На лугу действительно корова паслась. Толстая коровища, породистая. Вся белая, только вокруг уха темное пятно. Почему ту корову в стадо не отправили, а одну пастись оставили – так не по чину было породистой, благородной скотине с простыми буренками дружбу водить. Принадлежала корова та Елене Прекрасной, и царевна собиралась продать ее втридорога. Потому и распорядилась на лугах заливных пасти, чтобы массу нагуливала, а вместе с массой и стоимость, соответственно.

– Я не ворчу, я думаю: за что мне такое наказание?! – воскликнула средняя голова.

– Какое? – подал голос Умник, до этой поры молчавший, будто в рот воды набрал.

– Два брата-идиота, – прорычал Старшой. – Один на корове уже готов жениться, а другой все бы на цветочки любовался.

– Цветочки полезнее, потому как любовь к прекрасному прививают недюжинную! – огрызнулся Умник, изрядно повзрослевший и осмелевший в странствиях.

– А я корову не на предмет женитьбы рассматривал, а на предмет гастрономических интересов, – обиженно буркнул Озорник.

– Цыц, я с вами дома поговорю! – отмел возражения старший брат, а средний и младший с тоской посмотрели на одиноко стоящую гору.

Гора та в народе звалась Стеклянной и сверкала так, что при солнечном свете на нее больно было смотреть. Взобраться по ее скользким склонам немыслимо, поэтому Змей Горыныч спокойно отсутствовал долгое время, нисколько не переживая за свое добро. Да и слава у замка, что стоял на вершине горы, была дурная и жилище Змея получше хрустальных склонов защищала. И папенька тоже беспорядка не допустит. Раньше дворец этот принадлежал Кощею Бессмертному, но Горыныч не был лично с ним знаком. Кощей куда-то пропал, когда как раз Змей из яйца вылупился. Охотников по доброй воле посетить дурное место не находилось.

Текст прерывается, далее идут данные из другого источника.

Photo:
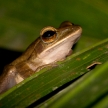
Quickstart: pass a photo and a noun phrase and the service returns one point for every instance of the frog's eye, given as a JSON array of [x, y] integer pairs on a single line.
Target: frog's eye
[[65, 23], [48, 35]]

Тело Змея засверкало всеми цветами радуги, солнечные лучи запрыгали по огромным, размером с большую тарелку, чешуйкам. Змей Горыныч влетел в приветливо распахнутое окно замка и приземлился, подняв клубы пыли. Грязь эта да запустение так разительно отличались от того, к чему привык Змей в своем доме, что его огромное сердце похолодело.

– Беда с папенькой! – воскликнул Умник.

– Может, помер с горя? – предположил Озорник, а Старшой во всю мочь зарычал:

– Батя, ты где?!

– Сыночка!!! – раздался радостно-плаксивый вопль, и навстречу Горынычу кинулся маленький, с полметра ростом, старичок. Он перецеловал все три морды Змея и тут же причитать принялся: – Ой, да как выросли-то, маленькие мои, как возмужали! Да похудали-то в дороге, поди, ни разу не евши как следует!